Das Wetter unseres Nachbarplaneten Venus
Zunächst sei zu erwähnen, dass die Umlaufzeit um die Sonne circa 225 Erdtagen entspricht, ein Venustag hingegen dauert circa 243 Erdtage. Somit ist ein Jahr auf der Venus schneller vorbei als ein Tag. Hinzu kommt, dass sie sich in die andere Richtung dreht als die Erde, die Sonne geht also im Westen auf und im Osten unter.
Neben der Erde besitzt auch die Venus eine Atmosphäre, die Zusammensetzung ist jedoch eine gänzlich andere. Während die Erdatmosphäre ideale Bedingungen zum Leben bietet, gleicht die Atmosphäre der Venus, die hauptsächlich aus Kohlenstoffdioxid (96.5%) und Stickstoff (3.5%) besteht, einem extremen Treibhaus. Dies spielgelt sich auch in der mittleren Temperatur wieder: die mittlere Temperatur auf der Erde liegt bei 15°C, auf der Venus bei 464°C. Ohne den Treibhauseffekt läge die mittlere Temperatur auf der Venus bei -41°C.

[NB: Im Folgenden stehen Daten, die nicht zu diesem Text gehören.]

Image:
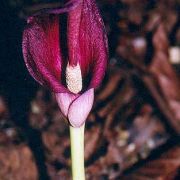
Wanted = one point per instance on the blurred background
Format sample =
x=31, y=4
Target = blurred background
x=133, y=130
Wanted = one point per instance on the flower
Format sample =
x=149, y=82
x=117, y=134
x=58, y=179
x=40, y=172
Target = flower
x=73, y=77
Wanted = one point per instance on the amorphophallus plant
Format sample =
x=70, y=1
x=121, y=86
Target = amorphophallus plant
x=74, y=77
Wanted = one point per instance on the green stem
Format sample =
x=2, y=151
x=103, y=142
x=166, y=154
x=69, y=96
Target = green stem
x=77, y=152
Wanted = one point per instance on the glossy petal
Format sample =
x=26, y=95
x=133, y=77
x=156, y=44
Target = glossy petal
x=41, y=51
x=76, y=107
x=64, y=100
x=87, y=41
x=80, y=108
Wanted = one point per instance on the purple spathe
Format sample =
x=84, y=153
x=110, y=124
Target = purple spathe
x=87, y=46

Aufgrund der unterschiedlichen Zusammensetzung besitzt die Atmosphäre der Venus eine etwa 50-mal größere Dichte als die Erdatmosphäre, wodurch sich auch der Bodendruck unterscheidet. Der Bodendruck auf der Venus entspricht dem Druck, der auf einem lastet, wenn man in einer Tiefe von 910 Metern taucht (zum Vergleich, die tiefste Stelle der Ostsee liegt bei etwa 460 Metern unter null). Damit liegt der Atmosphärendruck an der Oberfläche der Venus bei 92 bar (das sind 92000 hPa).
Innerhalb der Venusatmosphäre gibt es eine 20 Kilometer dicke, dauerhaft geschlossene Wolkendecke. Diese Wolkendecke sorgt dafür, dass gerade einmal 2% des Sonnenlichts am Boden ankommen. Der Rest des am Oberrand der Atmosphäre eintreffenden Sonnenlichts wird zu 76% zurückreflektiert und zu 22% absorbiert. Die Erde hingegen reflektiert im Mittel etwa 30% (in den Polargebieten etwas mehr, über den Ozeanen weniger). Gäbe es die Wolkendecke auf der Venus nicht, würde die Atmosphäre aufgrund ihrer Zusammensetzung noch mehr der solaren Einstrahlung absorbieren und es durch den Treibhauseffekt noch wärmer sein.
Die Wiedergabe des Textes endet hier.